Beaucoup de gens ignorent encore qui est Niki de Saint-Phalle. Beaucoup toutefois, le temps fait son oeuvre, savent que c’était une artiste. Beaucoup ne voient en elle que la femme amoureuse de Tinguely. Une partie du public identifie tout de même l’artiste à ces fameuses Nanas dont l’une des plus belles et des plus légères, surnommée l’ange protecteur,  survole les voyageurs qui déambulent dans la gare de Zurich. Pour tous les connaisseurs et pour tous les ignorants, Juliette Andréa Thierrée livre un spectacle émouvant, enivrant, coloré et habilement structuré par l’usage d’accessoires et d’une voilure faite de deux grands rideaux.

Immédiatement, une relation complice s’établit entre le public et Niki de Saint Phalle. Ne tournons pas autour du sujet, Juliette Andréa Thierrée, toute auréolée de ses titres d’auteur, de metteuse en scène et d’interprète a la grandeur de ceux qui s’effacent devant leur personnage : sur scène Juliette Andréa Thierrée est Niki de Saint Phalle ! Pas une seule seconde nous doutons de la présence de la grande Niki. Pourtant nous savons bien que la mère prolifique des nanas est morte en 2002 . Mais ce soir, sur la scène, le temps s’est contracté et replié. Niki de Saint Phalle est devant nous.

La prestation de Juliette Andréa Thierrée est sidérante de justesse, de délicatesse et de rage. Sur scène, l’artiste convoque ses souvenirs et ses amis objets. Il y a de la couleur, des tissus, des objets dont la plupart ont l’écho de l’enfance : un petit cheval, un bouquet magique, une grande plume… Tout est subtilement mené jusqu’à l’évocation de l’indicible par la course d’une craie sur le coté d’une valise. La mise en scène est évocatrice et certaines scènes sont impressionnantes par l’effet produit. Difficile de se remettre de l’évocation par le geste de la faute du père… Placer aussi habilement le public face et au contact de Niki de Saint Phalle rend plus critiques et étranges certains oublis furtifs du texte. Ces moments, rares heureusement, affaiblissent néanmoins l’illusion dans laquelle nous étions plongés. Pour autant, soyons justes, ces petits défauts sont propres aux premiers pas, et nul doute que l’artiste , depuis le 10 juillet, les a corrigés. Précisons que Juliette Andréa Thierrée est seule sur scène et que le texte percutant et sonnant admirablement nécessite d’être bien apprivoisé, y compris par son auteur.

Juliette Andréa Thierrée offre au public une leçon de vie subtile et sans tabous. Niki de Saint Phalle évoque sa vie, ses expériences et par la même occasion la place de la femme mais aussi de l’homme dans une société normée et cruelle.
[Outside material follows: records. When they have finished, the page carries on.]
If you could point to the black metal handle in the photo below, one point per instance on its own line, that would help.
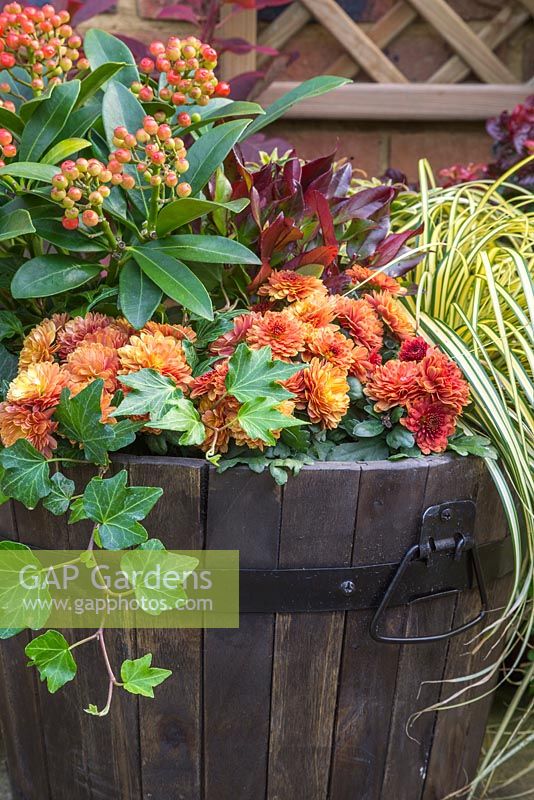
(459, 545)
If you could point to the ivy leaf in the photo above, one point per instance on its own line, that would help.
(27, 475)
(139, 677)
(253, 374)
(162, 595)
(260, 417)
(51, 655)
(368, 428)
(117, 509)
(58, 500)
(150, 392)
(399, 437)
(79, 420)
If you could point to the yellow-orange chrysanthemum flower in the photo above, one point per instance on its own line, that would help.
(331, 345)
(393, 383)
(392, 313)
(39, 384)
(317, 310)
(280, 331)
(20, 421)
(91, 361)
(361, 321)
(179, 332)
(324, 389)
(76, 330)
(39, 344)
(291, 286)
(164, 354)
(374, 279)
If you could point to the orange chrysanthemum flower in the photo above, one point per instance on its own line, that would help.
(21, 421)
(280, 331)
(374, 279)
(227, 342)
(431, 423)
(39, 384)
(331, 345)
(291, 286)
(442, 380)
(413, 349)
(324, 389)
(164, 354)
(76, 330)
(39, 344)
(317, 310)
(179, 332)
(212, 383)
(112, 336)
(90, 361)
(392, 313)
(361, 321)
(394, 383)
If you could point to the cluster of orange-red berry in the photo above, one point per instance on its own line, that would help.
(40, 40)
(8, 148)
(157, 155)
(187, 66)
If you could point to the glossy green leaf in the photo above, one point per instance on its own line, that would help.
(65, 149)
(97, 79)
(210, 150)
(18, 223)
(253, 374)
(51, 655)
(11, 121)
(30, 170)
(139, 677)
(260, 417)
(184, 210)
(48, 121)
(207, 249)
(174, 279)
(138, 295)
(101, 48)
(27, 473)
(310, 88)
(47, 275)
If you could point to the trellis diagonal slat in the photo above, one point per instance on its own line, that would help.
(462, 39)
(384, 31)
(355, 41)
(496, 31)
(290, 21)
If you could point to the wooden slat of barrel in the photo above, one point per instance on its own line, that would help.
(22, 734)
(60, 713)
(459, 732)
(318, 516)
(388, 520)
(448, 480)
(171, 724)
(243, 513)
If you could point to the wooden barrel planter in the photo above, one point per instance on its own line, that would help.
(295, 704)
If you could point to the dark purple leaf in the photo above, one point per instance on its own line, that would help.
(179, 12)
(364, 204)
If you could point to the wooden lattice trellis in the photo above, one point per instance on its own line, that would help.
(443, 96)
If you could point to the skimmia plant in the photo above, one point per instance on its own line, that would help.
(159, 292)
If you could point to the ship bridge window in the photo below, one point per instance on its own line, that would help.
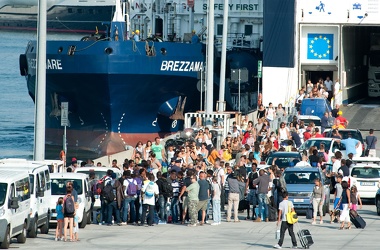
(108, 50)
(248, 30)
(219, 29)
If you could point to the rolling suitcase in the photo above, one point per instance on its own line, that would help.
(243, 205)
(357, 220)
(305, 237)
(272, 213)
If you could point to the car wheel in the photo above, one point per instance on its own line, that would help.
(21, 238)
(84, 220)
(45, 227)
(34, 230)
(7, 239)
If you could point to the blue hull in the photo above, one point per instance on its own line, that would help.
(117, 94)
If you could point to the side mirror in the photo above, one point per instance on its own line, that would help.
(14, 203)
(89, 194)
(40, 192)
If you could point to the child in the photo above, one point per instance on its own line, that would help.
(215, 201)
(59, 210)
(355, 198)
(76, 228)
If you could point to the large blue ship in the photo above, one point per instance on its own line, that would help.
(121, 91)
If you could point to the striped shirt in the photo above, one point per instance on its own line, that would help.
(176, 187)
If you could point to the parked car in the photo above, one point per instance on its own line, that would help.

Etre soi, vivre sa vie et non la vie imposée par les autres sont des défis relevés par Niki de Saint Phalle. Face à nous, elle nous invite à nous réveiller et à refuser les crimes de la société. Le pistolet n’est pas loin et la rage est suffisamment forte pour appuyer sur la gachette. Pour Niki de Saint Phalle l’art était une thérapie, le seul moyen de calmer son chaos intérieur. Juliette Andréa Thierrée offre une pièce dont la vertu ( thérapeutique ?) est de nous rappeler que vivre est notre plus important projet. Cette pièce a un potentiel énorme. Il est urgent de courber le temps et de retrouver cette femme admirable que fut Niki de Saint Phalle. La rencontre se fait à l’espace roseau teinturiers et c’est une rencontre inoubliable.